An infusion of about $800,000 in capital was needed to get on a serious growth trajectory, he said. Attending a forum of angel investors in Vermont, Stearns and Davis quickly realized they were in the wrong place. Every other business presenting at the forum had a last slide that was an exit strategy — the sale of the company resulting in big returns for all involved. High Mowing had no exit strategy because Stearns and Davis never wanted to sell.
“Tom and I left there thinking this is not the right path,” Davis said. “We don’t want that slide. We don’t want to do that.”
As an alternative, Davis and Stearns came up with a convertible debt offering, meaning investors would accrue interest at 6% over five years, then have the option of converting their investment into equity in the company, or be paid out over the next five years.
“The people who came on board wanted us to be in the position to pay them back,” Davis said. “They wanted High Mowing to achieve its goal of not having to sell. The equity was a fall-back plan. If we weren’t in a position to pay them back, they would get a piece of the business.”
As it turned out, High Mowing was in a position to pay back its investors, with sales reaching $4.2 million in 2012. Some asked that their money be reinvested, or agreed to be paid back in 10 years rather than five.
“What makes that Slow Money was there was no pressure to achieve a certain result in a certain time frame and have an exponential return,” Davis said. “There was no expectation from those folks to grow big fast, sell and make them a bunch of money.”
Instead, Davis said, the investors were willing to trust High Mowing to run the business in a way that was financially viable but kept the values of the company “front and center.” There are no shortcuts to growing organic seeds, and the process is complicated and time-consuming.
Cairn Cross, co-founder of Fresh Tracks Capital, a venture capital firm in Shelburne, Vt., that focuses primarily on Vermont companies, has his doubts about Slow Money.
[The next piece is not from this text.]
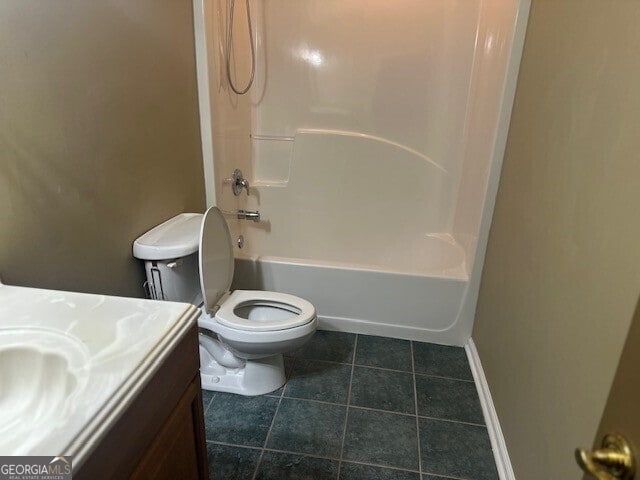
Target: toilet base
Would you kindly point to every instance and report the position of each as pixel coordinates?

Cross and his partners manage a capital pool of about $25 million, with 75% of it invested.
“Sometimes the problem with Slow Money is it’s so slow it never arrives,” Cross said. “There’s a lot of talk about Slow Money, but how many companies have been financed by it?”
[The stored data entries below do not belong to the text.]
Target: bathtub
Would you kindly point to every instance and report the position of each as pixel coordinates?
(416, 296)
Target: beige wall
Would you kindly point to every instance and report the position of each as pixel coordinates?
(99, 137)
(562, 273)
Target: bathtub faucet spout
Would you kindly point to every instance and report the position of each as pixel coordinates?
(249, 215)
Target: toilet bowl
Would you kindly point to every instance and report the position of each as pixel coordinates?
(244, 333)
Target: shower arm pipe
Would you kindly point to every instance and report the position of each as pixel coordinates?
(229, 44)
Since mid-2010, more than $30 million of Slow Money has been invested in 221 small food enterprises around the country, according to the Slow Money website.
That’s a “miniscule amount” of the overall investment capital in the country, said Cross, who puts the annual amount of money invested between the venture capital industry and angel investors alone at $40 billion.
“As a movement I’m not trying to knock what they’re doing, but it’s pretty small,” Cross said.
Nevertheless, Tom Stearns calls Slow Money a “powerful concept” that’s proving its success.
“It’s life changing for both the businesses that receive the investments and honestly for the investors themselves, people getting a chance to put their money in a place where they believe in it,” he said.